Aus der Schweiz erhält der deutsche Staat gerade ein Angebot, das er nicht ablehnen wird: Ein Unbekannter hat sich bei einer Bank die Kunden- und Kontodaten von 1.500 Anlegern verschafft, unter ihnen auch Deutsche, und bietet die Daten den deutschen Finanzbehörden für 2,5 Millionen Euro zum Kauf an. Diese versprechen sich eine satte Rendite: Mehreinnahmen durch Steuernachzahlungen von mindestens 100 Millionen Euro werden erwartet. Der Fall lässt viele Fragen offen: Wer ist der Informant? Welche Bank ist betroffen? Und vor allem: Darf der Staat das überhaupt, diese Daten ankaufen?

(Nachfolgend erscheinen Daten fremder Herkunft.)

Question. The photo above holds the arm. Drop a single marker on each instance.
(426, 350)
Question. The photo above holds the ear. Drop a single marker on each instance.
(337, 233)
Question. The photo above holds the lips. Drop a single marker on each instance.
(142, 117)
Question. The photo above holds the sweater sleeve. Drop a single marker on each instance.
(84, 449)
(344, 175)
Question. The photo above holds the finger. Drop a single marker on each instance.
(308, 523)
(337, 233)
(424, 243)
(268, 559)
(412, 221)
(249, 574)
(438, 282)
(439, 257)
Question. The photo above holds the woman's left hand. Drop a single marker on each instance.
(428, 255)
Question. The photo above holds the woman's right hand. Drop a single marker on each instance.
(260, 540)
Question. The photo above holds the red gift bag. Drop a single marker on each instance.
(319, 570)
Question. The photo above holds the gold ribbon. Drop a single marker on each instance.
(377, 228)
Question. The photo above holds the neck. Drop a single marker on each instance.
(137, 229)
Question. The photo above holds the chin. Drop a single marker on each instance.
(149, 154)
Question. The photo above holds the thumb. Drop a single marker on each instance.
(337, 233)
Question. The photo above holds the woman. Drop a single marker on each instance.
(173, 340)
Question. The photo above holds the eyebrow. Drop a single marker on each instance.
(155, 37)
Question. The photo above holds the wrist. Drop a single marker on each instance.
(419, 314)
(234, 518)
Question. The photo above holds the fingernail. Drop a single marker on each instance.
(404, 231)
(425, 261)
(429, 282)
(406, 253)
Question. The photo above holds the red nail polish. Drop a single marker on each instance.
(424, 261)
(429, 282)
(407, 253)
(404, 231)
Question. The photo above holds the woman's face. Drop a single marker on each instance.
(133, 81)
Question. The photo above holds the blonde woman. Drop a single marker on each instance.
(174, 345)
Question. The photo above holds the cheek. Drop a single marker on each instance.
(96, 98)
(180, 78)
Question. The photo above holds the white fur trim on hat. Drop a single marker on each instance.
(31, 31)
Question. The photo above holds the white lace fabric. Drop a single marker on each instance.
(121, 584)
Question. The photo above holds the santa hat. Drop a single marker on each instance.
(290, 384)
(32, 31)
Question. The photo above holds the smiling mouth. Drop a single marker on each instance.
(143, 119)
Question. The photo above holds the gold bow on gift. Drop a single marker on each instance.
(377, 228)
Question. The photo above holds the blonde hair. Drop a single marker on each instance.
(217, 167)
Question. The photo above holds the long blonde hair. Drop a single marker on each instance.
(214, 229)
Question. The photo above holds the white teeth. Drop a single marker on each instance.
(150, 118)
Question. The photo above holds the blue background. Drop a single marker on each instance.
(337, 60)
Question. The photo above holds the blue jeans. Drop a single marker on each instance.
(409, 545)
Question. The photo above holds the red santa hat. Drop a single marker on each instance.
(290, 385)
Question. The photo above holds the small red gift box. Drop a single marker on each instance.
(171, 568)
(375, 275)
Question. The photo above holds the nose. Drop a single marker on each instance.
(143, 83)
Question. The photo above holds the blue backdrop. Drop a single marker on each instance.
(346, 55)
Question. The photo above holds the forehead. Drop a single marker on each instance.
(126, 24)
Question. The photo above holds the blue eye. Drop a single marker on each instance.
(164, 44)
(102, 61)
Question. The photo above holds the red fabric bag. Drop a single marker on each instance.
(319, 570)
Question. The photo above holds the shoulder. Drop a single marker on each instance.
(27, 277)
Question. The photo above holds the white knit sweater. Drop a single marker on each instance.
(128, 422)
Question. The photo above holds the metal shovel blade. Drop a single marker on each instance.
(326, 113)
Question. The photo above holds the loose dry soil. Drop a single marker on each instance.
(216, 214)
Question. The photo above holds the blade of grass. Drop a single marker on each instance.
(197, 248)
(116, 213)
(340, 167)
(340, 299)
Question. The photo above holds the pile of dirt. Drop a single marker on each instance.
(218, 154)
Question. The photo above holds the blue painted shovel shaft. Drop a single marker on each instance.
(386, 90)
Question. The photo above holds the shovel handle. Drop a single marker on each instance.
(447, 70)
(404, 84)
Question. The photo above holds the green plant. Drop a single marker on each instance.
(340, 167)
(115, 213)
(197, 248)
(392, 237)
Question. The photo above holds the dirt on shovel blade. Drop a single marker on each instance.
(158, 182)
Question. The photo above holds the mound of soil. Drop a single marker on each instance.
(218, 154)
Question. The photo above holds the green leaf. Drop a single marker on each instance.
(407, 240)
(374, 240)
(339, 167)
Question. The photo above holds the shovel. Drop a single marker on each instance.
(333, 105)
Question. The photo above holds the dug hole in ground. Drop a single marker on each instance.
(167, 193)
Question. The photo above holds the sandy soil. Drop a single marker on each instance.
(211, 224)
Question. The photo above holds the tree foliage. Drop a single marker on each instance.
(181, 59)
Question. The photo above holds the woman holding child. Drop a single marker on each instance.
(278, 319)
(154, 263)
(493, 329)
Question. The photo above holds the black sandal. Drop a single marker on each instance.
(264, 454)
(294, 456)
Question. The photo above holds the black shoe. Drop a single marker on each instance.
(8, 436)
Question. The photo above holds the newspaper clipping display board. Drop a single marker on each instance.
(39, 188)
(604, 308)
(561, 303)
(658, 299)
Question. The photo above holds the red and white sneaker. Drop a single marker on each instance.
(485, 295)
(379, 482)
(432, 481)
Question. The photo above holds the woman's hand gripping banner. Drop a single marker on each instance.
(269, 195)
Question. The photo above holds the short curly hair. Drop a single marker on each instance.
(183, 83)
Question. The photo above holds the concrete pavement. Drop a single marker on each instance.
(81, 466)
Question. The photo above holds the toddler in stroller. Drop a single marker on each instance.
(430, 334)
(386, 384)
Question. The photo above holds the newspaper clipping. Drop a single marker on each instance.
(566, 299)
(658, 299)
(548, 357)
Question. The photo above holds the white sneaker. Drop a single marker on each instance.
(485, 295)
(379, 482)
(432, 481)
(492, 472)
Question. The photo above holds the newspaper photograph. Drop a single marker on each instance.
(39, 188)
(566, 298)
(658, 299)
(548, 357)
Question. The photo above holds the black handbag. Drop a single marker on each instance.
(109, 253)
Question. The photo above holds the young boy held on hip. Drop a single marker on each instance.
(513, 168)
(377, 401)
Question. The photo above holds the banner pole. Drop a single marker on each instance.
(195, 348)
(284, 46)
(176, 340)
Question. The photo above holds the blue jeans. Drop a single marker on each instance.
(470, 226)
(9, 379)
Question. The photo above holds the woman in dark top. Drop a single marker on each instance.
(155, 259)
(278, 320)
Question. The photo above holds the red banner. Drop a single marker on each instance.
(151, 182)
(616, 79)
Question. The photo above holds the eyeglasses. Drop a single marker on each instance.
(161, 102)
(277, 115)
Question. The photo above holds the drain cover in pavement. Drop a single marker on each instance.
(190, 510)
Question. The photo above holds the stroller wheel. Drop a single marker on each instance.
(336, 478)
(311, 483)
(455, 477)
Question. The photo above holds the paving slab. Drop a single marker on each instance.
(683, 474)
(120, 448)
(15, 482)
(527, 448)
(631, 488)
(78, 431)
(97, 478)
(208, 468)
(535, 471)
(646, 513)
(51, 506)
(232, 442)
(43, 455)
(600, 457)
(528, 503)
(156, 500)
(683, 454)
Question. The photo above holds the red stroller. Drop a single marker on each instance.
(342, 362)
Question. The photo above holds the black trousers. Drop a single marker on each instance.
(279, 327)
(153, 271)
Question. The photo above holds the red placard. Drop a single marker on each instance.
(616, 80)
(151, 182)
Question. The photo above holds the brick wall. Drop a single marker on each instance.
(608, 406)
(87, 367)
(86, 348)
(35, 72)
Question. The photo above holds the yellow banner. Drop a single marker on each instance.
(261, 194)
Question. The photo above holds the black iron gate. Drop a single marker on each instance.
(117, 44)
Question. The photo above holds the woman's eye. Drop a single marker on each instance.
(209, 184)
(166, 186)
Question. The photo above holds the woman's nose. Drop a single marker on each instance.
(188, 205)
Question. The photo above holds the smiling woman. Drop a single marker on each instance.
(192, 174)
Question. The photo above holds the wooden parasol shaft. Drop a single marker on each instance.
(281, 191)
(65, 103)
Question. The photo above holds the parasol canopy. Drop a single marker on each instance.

Strafbarkeit des Informanten

Man weiß nicht viel über den Informanten oder seine Vorgehensweise, kann aber davon ausgehen, dass er sich strafbar gemacht hat. Hat er die Daten in der Schweiz beschafft, ist gemäß Art. 8 Abs. 1, Art. 3 Abs. 1 StGB-CH das schweizerische Strafrecht anwendbar. Dort könnten erfüllt sein: Unbefugte Datenbeschaffung (Art. 143 StGB-CH), unbefugtes Eindringen in ein DV-System (Art. 143bis StGB-CH) betrügerischer Missbrauch einer Datenverarbeitungsanlage (Art. 147 StGB-CH), ungetreue Geschäftsbesorgung (Art. 158 StGB-CH), Verletzung des Geschäftsgeheimnisses (Art. 162 StGB-CH), wirtschaftlicher Nachrichtendienst (Art. 273 StGB-CH) und Verletzung der beruflichen Schweigepflicht (Art. 35 DSG-CH). Auch im deutschen Strafrecht kommt ein Bündel von Straftatbeständen in Betracht: Verrat von Betriebs-  und Geschäftsgeheimnissen (§ 17 Abs. 1 oder 2 UWG), Ausspähen bzw. Abfangen von Daten (§§ 202a, 202b StGB), Untreue (§ 266 StGB) oder Datenmissbrauch (§ 44 Abs. 1 i.V.m. § 43 Abs. 2 BDSG).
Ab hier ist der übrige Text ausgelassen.